Larger houses even came in a triple roof. Two smaller roofs; one on the left and the other on the right, leaving the centre section raised, to create an imposing image. Any other thing would be missing on this design but not the garage. Whether in Kyamakanda or Kyebando, the design came with a garage.

“While this design was all the rage across the country, many people who built it didn’t even own a car. The garage was aspirational in nature at that time. The prevailing national psych was that not long afterwards one would be able to afford a car. The country was simply taking off steadily,” says Frank Semambo, a home owner in Lubowa. When Semambo built his garage in the early 90s, he did not have a car.

Other than aspirational reasons, an even bigger reason was behind the garage. Fashion. It was simply the trend. And as trends go, sometimes their popularity is hard to explain. But the garage was a way of saying it without saying it, that you had made in life. A house without a garage simply didn’t cut it.
If you are feeling nostalgic right now, you are not alone. This design was simply the ish.

Health matters
Patrick Tumusiime, a Rukungiri-based mason says he has not built a home with a garage in the last 17 years. “People suspected that having the car in the same house they slept was causing them health problems. From what I gather from my clients, the fumes from the car would permeate the whole house as people slept and caused such sicknesses as cancer, stroke and heart disease,” says Tumusiime.

Dr Ibrahim Bukenya, the proprietor of the Stroke Rehabilitation Centre says such fears are not that unfounded actually.
“Car fumes are largely carbon monoxide. The presence of carbon monoxide in a closed space like a home at night reduces the amount of oxygen available for occupants. Low amounts of oxygen can result in a stroke,” Dr Bukenya says.

The doctor says that not everyone who has a car garage at home is about to fall over with a non-communicable disease. “Many people I know take the precaution to open the garage long enough (after parking the car) for the fumes to clear. I keep my car in the garage at home without a fear that it may make me sick. I take the precaution,” he says.

Better use of space
Tumusiime adds that to some people, a garage is not the best use of space in a house. “I have seen some people turn the garage into an extra bedroom after the family has grown bigger. Twice have I been called upon to remodel the home garage into an extra bedroom,” he says.
In an era where the prices of land have skyrocketed, few people want to waste space building a car garage on the home when they could put it to better use.

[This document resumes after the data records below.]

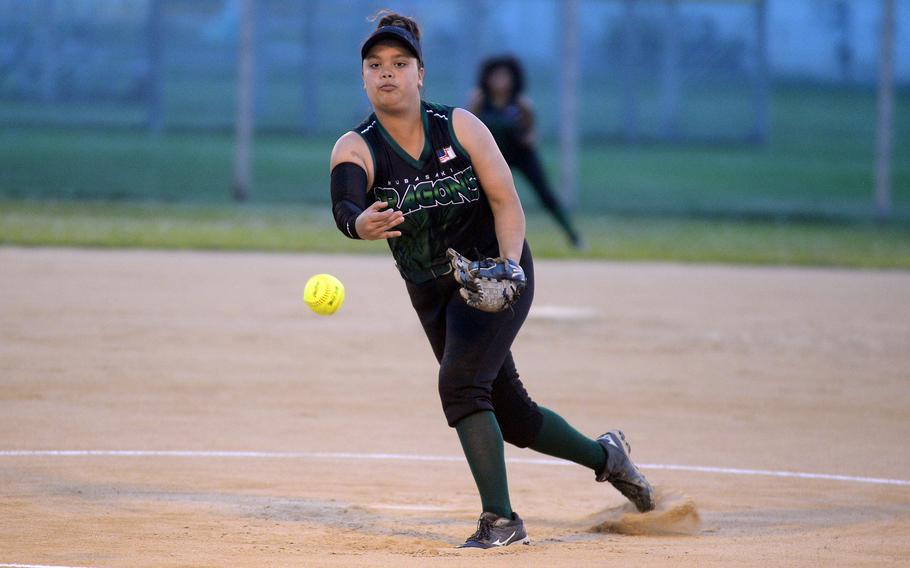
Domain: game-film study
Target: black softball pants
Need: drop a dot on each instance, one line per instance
(476, 369)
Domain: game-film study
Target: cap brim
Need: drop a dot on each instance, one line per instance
(393, 33)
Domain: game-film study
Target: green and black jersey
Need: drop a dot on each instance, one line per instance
(442, 200)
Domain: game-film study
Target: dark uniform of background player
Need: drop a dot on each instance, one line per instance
(428, 177)
(500, 103)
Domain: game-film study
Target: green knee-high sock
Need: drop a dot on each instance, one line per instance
(557, 438)
(481, 440)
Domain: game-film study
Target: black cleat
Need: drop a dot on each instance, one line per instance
(622, 473)
(493, 530)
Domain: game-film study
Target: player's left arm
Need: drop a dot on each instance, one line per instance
(496, 178)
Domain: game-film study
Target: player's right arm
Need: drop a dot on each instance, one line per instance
(352, 175)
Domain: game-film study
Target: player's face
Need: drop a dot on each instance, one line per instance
(392, 77)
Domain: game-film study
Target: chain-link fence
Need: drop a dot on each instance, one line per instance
(799, 74)
(670, 70)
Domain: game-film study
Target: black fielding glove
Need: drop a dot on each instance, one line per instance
(490, 285)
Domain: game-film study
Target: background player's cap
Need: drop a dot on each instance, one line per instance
(394, 33)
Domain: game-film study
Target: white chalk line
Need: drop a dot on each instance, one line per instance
(426, 458)
(37, 566)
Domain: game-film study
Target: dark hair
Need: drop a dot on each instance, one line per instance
(389, 18)
(508, 62)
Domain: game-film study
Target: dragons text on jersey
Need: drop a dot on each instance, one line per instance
(442, 199)
(439, 190)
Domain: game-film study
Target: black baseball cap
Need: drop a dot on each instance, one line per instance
(395, 33)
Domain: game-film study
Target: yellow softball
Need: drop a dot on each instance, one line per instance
(324, 294)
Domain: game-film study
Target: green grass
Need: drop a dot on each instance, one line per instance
(818, 163)
(311, 229)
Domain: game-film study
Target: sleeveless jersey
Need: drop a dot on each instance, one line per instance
(442, 200)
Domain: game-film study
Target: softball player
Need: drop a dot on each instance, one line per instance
(427, 178)
(499, 102)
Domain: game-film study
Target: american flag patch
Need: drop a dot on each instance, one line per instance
(445, 154)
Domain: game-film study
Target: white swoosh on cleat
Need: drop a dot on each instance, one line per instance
(498, 542)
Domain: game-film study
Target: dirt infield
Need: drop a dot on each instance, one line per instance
(742, 368)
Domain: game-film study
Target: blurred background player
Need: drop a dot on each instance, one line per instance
(426, 178)
(500, 103)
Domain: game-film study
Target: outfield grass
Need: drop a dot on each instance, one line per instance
(311, 229)
(818, 164)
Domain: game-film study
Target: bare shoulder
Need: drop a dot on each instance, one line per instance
(351, 147)
(466, 125)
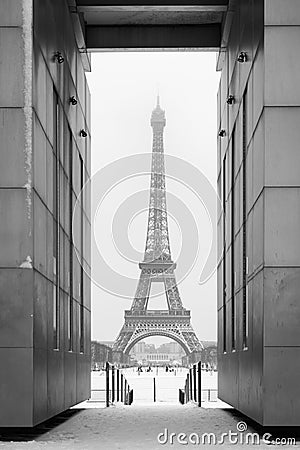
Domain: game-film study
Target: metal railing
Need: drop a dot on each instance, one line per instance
(116, 389)
(193, 391)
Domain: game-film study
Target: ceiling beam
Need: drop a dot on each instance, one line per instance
(204, 4)
(153, 37)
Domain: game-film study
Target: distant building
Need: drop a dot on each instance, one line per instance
(100, 354)
(164, 354)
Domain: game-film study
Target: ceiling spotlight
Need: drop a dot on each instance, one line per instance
(83, 133)
(73, 100)
(59, 57)
(230, 100)
(242, 57)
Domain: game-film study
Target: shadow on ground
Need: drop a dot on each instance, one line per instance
(30, 434)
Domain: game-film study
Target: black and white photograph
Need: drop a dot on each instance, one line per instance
(149, 224)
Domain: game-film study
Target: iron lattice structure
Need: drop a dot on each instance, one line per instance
(174, 322)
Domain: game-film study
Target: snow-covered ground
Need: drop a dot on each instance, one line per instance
(166, 385)
(144, 424)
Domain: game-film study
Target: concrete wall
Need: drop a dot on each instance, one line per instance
(37, 380)
(261, 380)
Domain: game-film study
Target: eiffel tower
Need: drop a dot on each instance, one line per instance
(157, 266)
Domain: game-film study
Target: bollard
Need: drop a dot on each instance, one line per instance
(113, 384)
(118, 385)
(194, 382)
(125, 392)
(122, 379)
(199, 384)
(107, 383)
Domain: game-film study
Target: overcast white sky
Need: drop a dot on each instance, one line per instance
(123, 88)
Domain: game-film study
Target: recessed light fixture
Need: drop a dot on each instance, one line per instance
(242, 57)
(83, 133)
(73, 100)
(59, 57)
(230, 100)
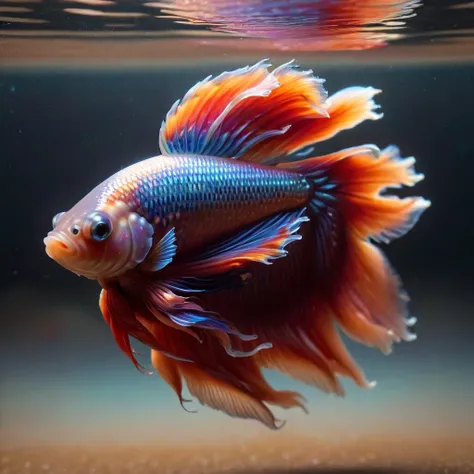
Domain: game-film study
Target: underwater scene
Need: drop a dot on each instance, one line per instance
(237, 237)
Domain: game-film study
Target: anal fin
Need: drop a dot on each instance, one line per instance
(262, 243)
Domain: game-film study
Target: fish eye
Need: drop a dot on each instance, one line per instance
(56, 218)
(100, 226)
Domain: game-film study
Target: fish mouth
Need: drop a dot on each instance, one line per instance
(59, 247)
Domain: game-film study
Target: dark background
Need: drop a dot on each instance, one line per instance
(62, 132)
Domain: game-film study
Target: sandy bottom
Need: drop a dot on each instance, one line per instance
(276, 456)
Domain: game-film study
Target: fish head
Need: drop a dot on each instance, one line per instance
(99, 242)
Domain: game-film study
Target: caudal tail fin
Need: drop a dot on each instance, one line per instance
(350, 209)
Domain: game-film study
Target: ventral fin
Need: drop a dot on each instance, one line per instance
(162, 254)
(262, 243)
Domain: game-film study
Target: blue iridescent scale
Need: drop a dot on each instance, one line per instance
(195, 183)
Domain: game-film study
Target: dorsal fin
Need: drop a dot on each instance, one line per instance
(256, 115)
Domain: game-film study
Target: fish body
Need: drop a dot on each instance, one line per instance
(235, 250)
(202, 197)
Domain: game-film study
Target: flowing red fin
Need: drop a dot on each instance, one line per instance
(367, 296)
(168, 369)
(120, 318)
(303, 363)
(343, 110)
(262, 243)
(232, 115)
(370, 304)
(234, 386)
(353, 179)
(227, 398)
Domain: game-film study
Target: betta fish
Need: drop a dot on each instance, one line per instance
(237, 249)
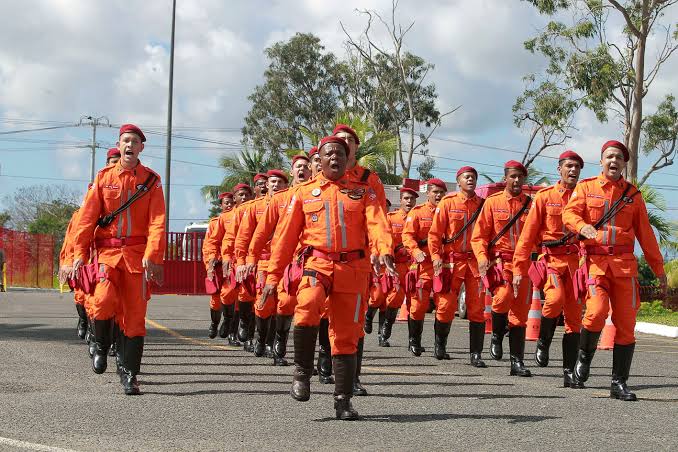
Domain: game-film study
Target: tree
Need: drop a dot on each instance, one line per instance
(300, 90)
(547, 111)
(611, 75)
(388, 85)
(240, 168)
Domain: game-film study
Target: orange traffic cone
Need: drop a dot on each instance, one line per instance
(403, 314)
(534, 317)
(607, 336)
(488, 312)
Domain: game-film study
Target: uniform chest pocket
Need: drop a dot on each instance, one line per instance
(595, 208)
(554, 217)
(314, 211)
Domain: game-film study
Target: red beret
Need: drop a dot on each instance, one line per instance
(571, 155)
(112, 152)
(409, 190)
(513, 164)
(437, 182)
(347, 129)
(333, 139)
(466, 169)
(618, 145)
(299, 157)
(131, 128)
(277, 173)
(241, 186)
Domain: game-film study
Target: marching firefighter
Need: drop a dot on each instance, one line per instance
(244, 321)
(495, 235)
(559, 257)
(264, 314)
(454, 264)
(223, 299)
(127, 204)
(264, 236)
(395, 294)
(329, 217)
(415, 240)
(610, 215)
(361, 174)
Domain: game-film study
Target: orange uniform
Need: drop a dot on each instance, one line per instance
(452, 213)
(137, 233)
(545, 223)
(498, 209)
(612, 267)
(415, 239)
(332, 217)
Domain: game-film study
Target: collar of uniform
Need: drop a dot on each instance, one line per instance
(509, 196)
(602, 180)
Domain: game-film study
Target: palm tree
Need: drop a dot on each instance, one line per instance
(239, 168)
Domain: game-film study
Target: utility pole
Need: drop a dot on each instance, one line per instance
(94, 122)
(168, 152)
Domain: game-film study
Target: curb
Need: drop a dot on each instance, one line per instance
(659, 330)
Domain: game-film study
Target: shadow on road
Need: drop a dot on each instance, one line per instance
(413, 418)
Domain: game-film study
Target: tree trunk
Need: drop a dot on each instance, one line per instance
(633, 143)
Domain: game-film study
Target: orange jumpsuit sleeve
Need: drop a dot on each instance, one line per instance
(89, 214)
(482, 232)
(288, 231)
(410, 232)
(248, 224)
(528, 236)
(378, 228)
(647, 239)
(573, 213)
(157, 239)
(437, 231)
(264, 230)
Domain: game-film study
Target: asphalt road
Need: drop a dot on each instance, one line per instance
(199, 394)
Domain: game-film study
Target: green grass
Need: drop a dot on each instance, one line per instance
(654, 312)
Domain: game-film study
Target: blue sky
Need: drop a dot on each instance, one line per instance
(77, 57)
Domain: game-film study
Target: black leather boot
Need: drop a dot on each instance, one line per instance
(441, 330)
(546, 330)
(499, 323)
(588, 342)
(386, 329)
(282, 332)
(415, 340)
(358, 389)
(262, 332)
(345, 367)
(622, 356)
(82, 320)
(113, 350)
(570, 346)
(89, 337)
(233, 329)
(304, 347)
(215, 316)
(369, 317)
(102, 339)
(134, 349)
(225, 323)
(244, 324)
(517, 352)
(476, 333)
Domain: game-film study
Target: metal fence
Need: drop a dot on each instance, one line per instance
(184, 270)
(29, 258)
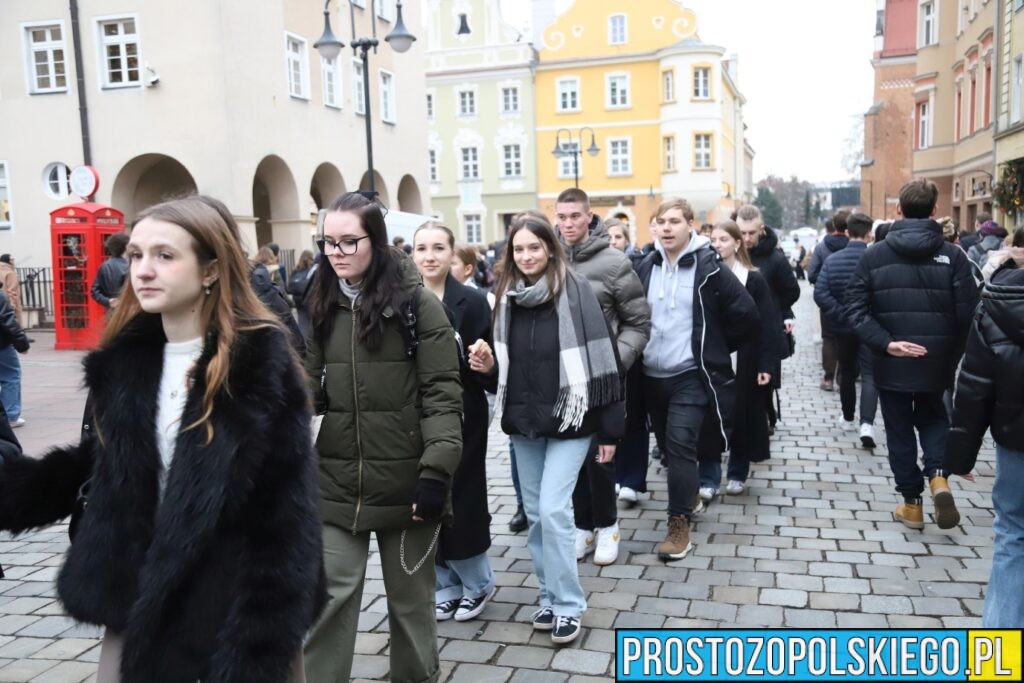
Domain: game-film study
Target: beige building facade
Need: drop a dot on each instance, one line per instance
(953, 121)
(227, 97)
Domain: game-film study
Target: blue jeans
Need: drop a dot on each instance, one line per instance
(1005, 600)
(711, 472)
(548, 471)
(903, 414)
(10, 382)
(471, 578)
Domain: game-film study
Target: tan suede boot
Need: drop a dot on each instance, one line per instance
(911, 514)
(677, 543)
(946, 514)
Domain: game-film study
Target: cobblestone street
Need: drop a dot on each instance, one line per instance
(811, 544)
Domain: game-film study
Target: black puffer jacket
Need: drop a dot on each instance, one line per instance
(912, 287)
(775, 268)
(827, 247)
(534, 377)
(990, 387)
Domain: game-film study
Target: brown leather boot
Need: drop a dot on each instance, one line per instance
(677, 543)
(946, 514)
(911, 514)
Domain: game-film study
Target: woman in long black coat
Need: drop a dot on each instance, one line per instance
(465, 580)
(756, 360)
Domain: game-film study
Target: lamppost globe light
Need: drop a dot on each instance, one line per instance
(329, 46)
(399, 39)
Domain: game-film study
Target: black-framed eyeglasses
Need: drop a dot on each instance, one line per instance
(347, 247)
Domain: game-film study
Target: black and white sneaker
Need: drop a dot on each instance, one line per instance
(470, 607)
(445, 610)
(544, 619)
(566, 630)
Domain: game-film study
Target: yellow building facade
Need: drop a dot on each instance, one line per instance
(660, 110)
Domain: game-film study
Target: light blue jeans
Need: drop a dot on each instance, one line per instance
(10, 382)
(548, 471)
(471, 578)
(1005, 600)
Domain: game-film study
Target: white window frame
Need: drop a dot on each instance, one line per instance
(930, 37)
(698, 152)
(669, 154)
(612, 30)
(387, 93)
(510, 94)
(573, 82)
(511, 160)
(48, 47)
(625, 99)
(102, 42)
(5, 195)
(469, 166)
(477, 220)
(358, 98)
(432, 165)
(331, 81)
(1017, 89)
(565, 162)
(924, 124)
(704, 93)
(624, 170)
(299, 59)
(59, 172)
(464, 112)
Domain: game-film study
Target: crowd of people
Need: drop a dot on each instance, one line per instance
(217, 538)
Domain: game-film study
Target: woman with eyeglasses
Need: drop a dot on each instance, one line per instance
(384, 368)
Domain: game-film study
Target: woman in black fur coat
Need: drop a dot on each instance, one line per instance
(200, 546)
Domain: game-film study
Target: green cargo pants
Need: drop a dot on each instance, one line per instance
(330, 647)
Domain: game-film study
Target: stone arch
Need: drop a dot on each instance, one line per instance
(383, 196)
(275, 197)
(148, 179)
(327, 184)
(409, 196)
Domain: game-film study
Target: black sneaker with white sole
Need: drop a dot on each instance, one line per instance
(566, 630)
(544, 619)
(470, 607)
(445, 610)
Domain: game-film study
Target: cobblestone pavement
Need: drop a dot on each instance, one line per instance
(812, 544)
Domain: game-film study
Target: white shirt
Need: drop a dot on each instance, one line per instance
(178, 359)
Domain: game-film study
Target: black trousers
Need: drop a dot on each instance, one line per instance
(594, 501)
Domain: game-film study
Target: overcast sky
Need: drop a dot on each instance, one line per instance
(804, 68)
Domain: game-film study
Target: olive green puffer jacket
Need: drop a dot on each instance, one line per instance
(389, 419)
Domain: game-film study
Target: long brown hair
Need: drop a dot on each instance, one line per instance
(732, 228)
(539, 224)
(382, 284)
(229, 308)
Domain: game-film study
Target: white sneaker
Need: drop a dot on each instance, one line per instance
(867, 435)
(607, 545)
(585, 543)
(735, 487)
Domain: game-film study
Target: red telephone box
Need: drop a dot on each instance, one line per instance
(78, 237)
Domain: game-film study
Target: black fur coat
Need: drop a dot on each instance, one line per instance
(220, 581)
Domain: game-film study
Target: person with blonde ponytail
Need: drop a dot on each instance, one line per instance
(197, 534)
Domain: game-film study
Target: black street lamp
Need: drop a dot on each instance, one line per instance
(330, 47)
(574, 147)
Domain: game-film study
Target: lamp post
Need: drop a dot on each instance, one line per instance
(574, 147)
(330, 47)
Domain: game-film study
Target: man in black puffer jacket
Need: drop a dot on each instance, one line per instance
(988, 395)
(910, 300)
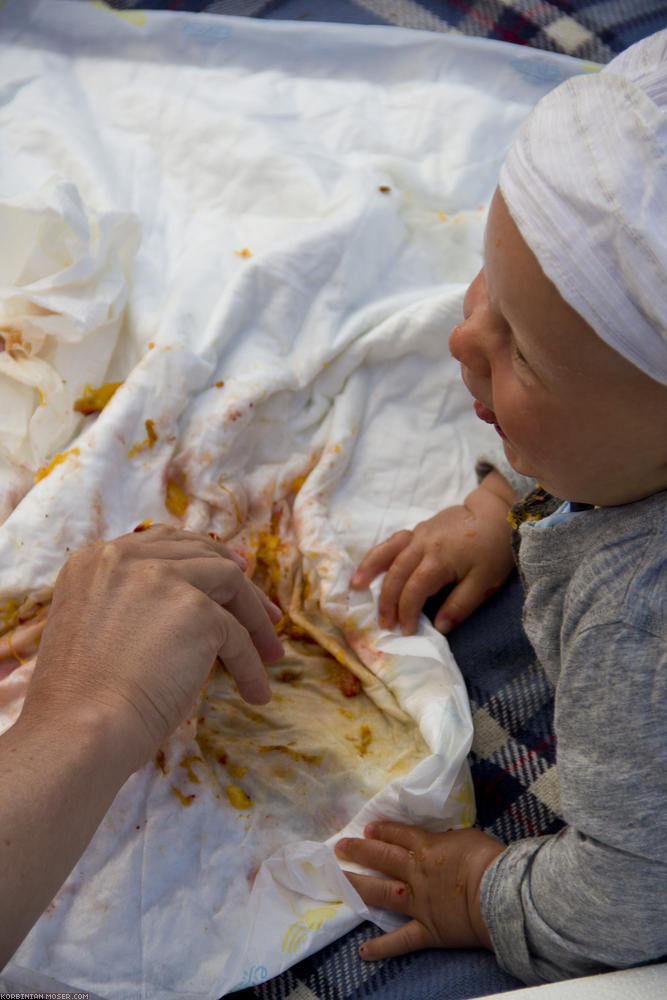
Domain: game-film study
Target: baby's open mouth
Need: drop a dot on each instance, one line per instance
(487, 415)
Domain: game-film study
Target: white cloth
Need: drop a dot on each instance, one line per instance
(286, 322)
(586, 183)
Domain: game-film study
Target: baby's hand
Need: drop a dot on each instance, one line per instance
(434, 878)
(467, 545)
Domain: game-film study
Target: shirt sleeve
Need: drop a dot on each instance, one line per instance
(592, 898)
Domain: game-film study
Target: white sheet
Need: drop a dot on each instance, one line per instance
(310, 201)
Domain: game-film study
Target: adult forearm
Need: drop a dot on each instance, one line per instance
(57, 780)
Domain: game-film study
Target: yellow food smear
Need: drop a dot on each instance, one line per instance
(175, 500)
(147, 442)
(94, 400)
(187, 763)
(8, 613)
(185, 800)
(307, 758)
(236, 770)
(238, 797)
(297, 484)
(364, 741)
(44, 470)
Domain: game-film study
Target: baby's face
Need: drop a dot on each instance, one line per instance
(571, 411)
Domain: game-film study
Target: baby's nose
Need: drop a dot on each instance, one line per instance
(466, 344)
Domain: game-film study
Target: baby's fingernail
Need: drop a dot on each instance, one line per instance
(274, 612)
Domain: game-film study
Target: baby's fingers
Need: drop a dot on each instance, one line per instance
(412, 936)
(462, 600)
(378, 559)
(426, 579)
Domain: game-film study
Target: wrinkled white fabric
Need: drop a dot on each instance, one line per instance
(311, 200)
(586, 183)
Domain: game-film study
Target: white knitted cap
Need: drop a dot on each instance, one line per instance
(586, 184)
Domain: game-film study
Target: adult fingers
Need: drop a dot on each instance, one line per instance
(379, 559)
(224, 582)
(240, 656)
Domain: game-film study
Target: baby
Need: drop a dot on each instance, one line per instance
(564, 348)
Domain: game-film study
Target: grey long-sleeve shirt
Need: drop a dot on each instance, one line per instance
(594, 895)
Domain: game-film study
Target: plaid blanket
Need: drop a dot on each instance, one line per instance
(513, 768)
(513, 752)
(588, 29)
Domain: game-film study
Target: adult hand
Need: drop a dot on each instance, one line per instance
(433, 878)
(466, 545)
(135, 627)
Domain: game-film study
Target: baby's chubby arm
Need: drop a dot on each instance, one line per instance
(433, 878)
(467, 545)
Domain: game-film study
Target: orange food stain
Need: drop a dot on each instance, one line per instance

Like another bedroom or a space to rent out. Many people chose the carport; a shed in the compound, far away from the house. But most people just pack the car (armed with an alarm) outside. It remains to be seen if the garage will ever make its way back to the home blue print.

What is a carport?
A carport is a covered structure used to offer limited protection to vehicles, primarily cars, from rain and frost. The structure can either be free standing or attached to a wall. Unlike most structures, a carport does not have four walls, and usually has one or two. Carports offer less protection than garages but allow for more ventilation. In particular, a carport prevents frost on the windshield. A “mobile” and/or “enclosed” carport has the same purpose as a standard carport.
However, it may be removed/relocated and is typically framed with tubular steel and may have canvas or vinyl type covering which encloses the complete frame, including walls. It may have an accessible front entry or open entryway not typically attached to any structure or fastened in place by permanent means put held in place by stakes.
It is differentiated from a tent by its main purpose: to house vehicles and/or motorised equipment.